These are limon not lemon chairs

Lately, I discovered Aradhana Anand’s very Nordic and Queen like chairs upholstered with Indian sarees at the Serendipity Art, Design & Music Festival. Her eccentric design sense which is a great mix of Indian textiles in western forms, is something that distinguishes her from most.

So I called her up and insisted on meeting at the earliest. On Dussehra, while effigies of Raavan were being burnt around the city, I was gladly sitting in her drawing room listening intently to the Limon story, along with her pet cats.

She began with her aesthetic journey, living an expat life in Dubai and Singapore, nearly a decade ago. Returning to her parents’ home in Delhi two years back, her primary focus became creating her own space in the same house. And the timing also seemed perfect as younger sister was getting married and moving out, while she was shifting in.

Having lived on her own for long, she had collected some eclectic pieces of furniture, for which she didn’t think twice carting back, despite mighty freight charges. 

Have a look at her talent of creating a dark yet enchanting bedroom, on Apartment Therapy. As pointed by her, a famous London store Graham and Greene and a award-winning Welsh designer Bethan Grey‘s attention to details seemed to have inspired her design sensibilities greatly.

So after a lot of travelling, once she settled in, with the help of a graphic designer – Shweta Malhotra (who has also worked on the The Taxi fabric project) Aradhana launched Limon. Herein the branding and the products happily co-exist, lending each other some character. Deliberately so, they’ve steered clear from lemon or green denotations.
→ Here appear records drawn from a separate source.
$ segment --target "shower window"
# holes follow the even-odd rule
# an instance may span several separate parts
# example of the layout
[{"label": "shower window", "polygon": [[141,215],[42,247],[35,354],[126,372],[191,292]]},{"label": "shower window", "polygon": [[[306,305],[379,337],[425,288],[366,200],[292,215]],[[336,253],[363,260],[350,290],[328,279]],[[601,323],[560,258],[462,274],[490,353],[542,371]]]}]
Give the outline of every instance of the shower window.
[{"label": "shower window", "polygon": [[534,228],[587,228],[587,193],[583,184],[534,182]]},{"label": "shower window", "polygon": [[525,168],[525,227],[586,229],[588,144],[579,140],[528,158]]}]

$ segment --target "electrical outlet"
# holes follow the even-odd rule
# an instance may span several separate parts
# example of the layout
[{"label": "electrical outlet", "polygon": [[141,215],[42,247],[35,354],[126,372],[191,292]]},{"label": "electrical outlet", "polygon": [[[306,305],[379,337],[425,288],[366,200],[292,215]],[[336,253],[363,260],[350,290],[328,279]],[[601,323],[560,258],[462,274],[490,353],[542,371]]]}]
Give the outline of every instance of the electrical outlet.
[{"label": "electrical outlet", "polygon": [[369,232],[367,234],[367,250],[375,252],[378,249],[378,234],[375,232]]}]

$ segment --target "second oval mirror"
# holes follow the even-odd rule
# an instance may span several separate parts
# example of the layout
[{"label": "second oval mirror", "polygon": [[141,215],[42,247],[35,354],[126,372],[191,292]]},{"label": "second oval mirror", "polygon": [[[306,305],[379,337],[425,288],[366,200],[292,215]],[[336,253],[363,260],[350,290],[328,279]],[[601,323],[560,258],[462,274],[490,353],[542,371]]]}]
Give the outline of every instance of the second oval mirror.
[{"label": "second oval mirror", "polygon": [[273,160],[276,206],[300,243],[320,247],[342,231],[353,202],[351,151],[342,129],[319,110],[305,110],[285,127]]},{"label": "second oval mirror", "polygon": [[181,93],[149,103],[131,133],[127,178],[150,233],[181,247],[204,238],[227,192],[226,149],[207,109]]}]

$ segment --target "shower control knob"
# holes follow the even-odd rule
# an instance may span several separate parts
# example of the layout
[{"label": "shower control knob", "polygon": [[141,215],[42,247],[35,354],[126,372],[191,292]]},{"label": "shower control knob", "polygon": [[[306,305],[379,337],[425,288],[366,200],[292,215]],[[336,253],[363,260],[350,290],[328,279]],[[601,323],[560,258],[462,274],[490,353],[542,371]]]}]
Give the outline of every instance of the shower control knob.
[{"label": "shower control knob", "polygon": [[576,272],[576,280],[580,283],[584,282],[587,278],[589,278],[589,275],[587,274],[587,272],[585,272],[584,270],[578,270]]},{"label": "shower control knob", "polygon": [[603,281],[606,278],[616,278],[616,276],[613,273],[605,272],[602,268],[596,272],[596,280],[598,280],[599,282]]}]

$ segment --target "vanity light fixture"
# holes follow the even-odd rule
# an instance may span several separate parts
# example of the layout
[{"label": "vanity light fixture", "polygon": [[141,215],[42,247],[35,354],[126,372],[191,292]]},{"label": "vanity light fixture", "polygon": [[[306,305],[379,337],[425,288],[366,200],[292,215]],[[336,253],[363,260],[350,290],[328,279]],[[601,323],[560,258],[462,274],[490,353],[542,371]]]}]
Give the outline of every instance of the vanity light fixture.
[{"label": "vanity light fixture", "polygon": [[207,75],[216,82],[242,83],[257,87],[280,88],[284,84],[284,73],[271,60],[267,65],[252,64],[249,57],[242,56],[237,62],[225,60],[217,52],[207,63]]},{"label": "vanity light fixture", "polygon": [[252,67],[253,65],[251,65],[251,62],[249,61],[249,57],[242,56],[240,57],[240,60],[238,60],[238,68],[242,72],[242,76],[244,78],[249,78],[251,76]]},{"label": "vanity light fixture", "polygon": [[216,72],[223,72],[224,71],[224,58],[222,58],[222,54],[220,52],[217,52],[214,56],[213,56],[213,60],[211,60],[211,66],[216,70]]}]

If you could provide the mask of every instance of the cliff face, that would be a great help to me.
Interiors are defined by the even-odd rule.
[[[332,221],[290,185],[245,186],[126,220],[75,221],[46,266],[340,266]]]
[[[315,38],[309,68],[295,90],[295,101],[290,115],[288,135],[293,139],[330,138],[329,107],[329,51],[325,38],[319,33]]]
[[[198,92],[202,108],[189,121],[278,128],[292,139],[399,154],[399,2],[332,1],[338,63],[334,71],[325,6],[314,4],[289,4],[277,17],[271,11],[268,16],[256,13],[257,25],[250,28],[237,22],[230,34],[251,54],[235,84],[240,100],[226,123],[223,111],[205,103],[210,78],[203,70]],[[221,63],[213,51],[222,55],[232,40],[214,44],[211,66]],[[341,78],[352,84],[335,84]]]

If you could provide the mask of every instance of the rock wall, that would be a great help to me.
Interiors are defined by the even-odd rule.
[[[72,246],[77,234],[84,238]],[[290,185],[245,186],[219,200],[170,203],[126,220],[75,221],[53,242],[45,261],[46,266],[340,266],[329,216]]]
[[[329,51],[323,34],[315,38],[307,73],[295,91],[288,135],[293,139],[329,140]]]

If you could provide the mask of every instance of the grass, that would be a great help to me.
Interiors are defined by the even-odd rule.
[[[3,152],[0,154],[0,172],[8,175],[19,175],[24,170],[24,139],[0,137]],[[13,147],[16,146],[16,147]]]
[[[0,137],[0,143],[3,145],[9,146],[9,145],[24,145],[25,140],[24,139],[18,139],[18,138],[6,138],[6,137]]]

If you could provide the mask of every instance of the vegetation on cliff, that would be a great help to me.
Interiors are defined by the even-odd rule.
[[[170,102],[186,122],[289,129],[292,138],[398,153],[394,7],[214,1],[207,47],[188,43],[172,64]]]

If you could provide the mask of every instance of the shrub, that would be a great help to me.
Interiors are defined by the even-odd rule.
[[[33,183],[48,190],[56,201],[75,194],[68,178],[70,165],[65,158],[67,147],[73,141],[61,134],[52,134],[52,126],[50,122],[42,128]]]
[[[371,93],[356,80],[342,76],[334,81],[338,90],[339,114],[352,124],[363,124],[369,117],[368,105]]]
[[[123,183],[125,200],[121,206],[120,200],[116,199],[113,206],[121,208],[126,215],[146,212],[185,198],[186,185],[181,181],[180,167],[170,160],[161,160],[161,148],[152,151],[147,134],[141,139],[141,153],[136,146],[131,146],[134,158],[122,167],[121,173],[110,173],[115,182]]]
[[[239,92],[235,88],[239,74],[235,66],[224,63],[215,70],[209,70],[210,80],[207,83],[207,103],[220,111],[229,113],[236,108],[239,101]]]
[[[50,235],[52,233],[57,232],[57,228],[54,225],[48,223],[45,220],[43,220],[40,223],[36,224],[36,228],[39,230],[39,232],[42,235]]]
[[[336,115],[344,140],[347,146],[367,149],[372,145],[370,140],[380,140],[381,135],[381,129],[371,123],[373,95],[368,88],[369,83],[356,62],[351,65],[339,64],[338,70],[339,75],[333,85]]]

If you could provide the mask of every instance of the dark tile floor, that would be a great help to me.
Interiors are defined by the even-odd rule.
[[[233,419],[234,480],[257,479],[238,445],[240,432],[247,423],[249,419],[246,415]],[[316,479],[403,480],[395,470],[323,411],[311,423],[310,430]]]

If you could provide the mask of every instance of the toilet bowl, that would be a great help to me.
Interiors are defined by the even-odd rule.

Instead have preferred using  pop colors like fuschia and orange, sated with deep grey and teal in quarter, half or full moons and dots – signifying a deconstruction of lemon in graphic language.

At present, Limon  has 5 styles of chairs in 12 upholstery options. Infact, using sarees as upholstery for a unique Indian look IS her USP, which she has carefully collected from the brooding state emporiums in the Indian capital.

Just a few months old, Limon constructs the skeleton and the feet of the chairs in Marandi wood – a cousin of teak because of its play in time. Like teak, it is strong and durable – water and termite resistant wood, but not as expensive. Thankfully this too doesn’t require much maintenance, as simply wiping it clean with a dry cloth every day, should work wonders for years on end.

While paying attention to details in Limon chairs, she has also kept in mind the seats which are a combination of rubber and spring suspension. These might get slightly more expensive than just foam, but the cushioning it gives is surely worth the price.

And, at the end of our conversation being a millennial, Aradhana reiterated about her dream of only using recycled wood, chemical free materials or the least toxic, to make furniture with a green conscience!

           If trees could scream, would we be so cavalier about cutting them down.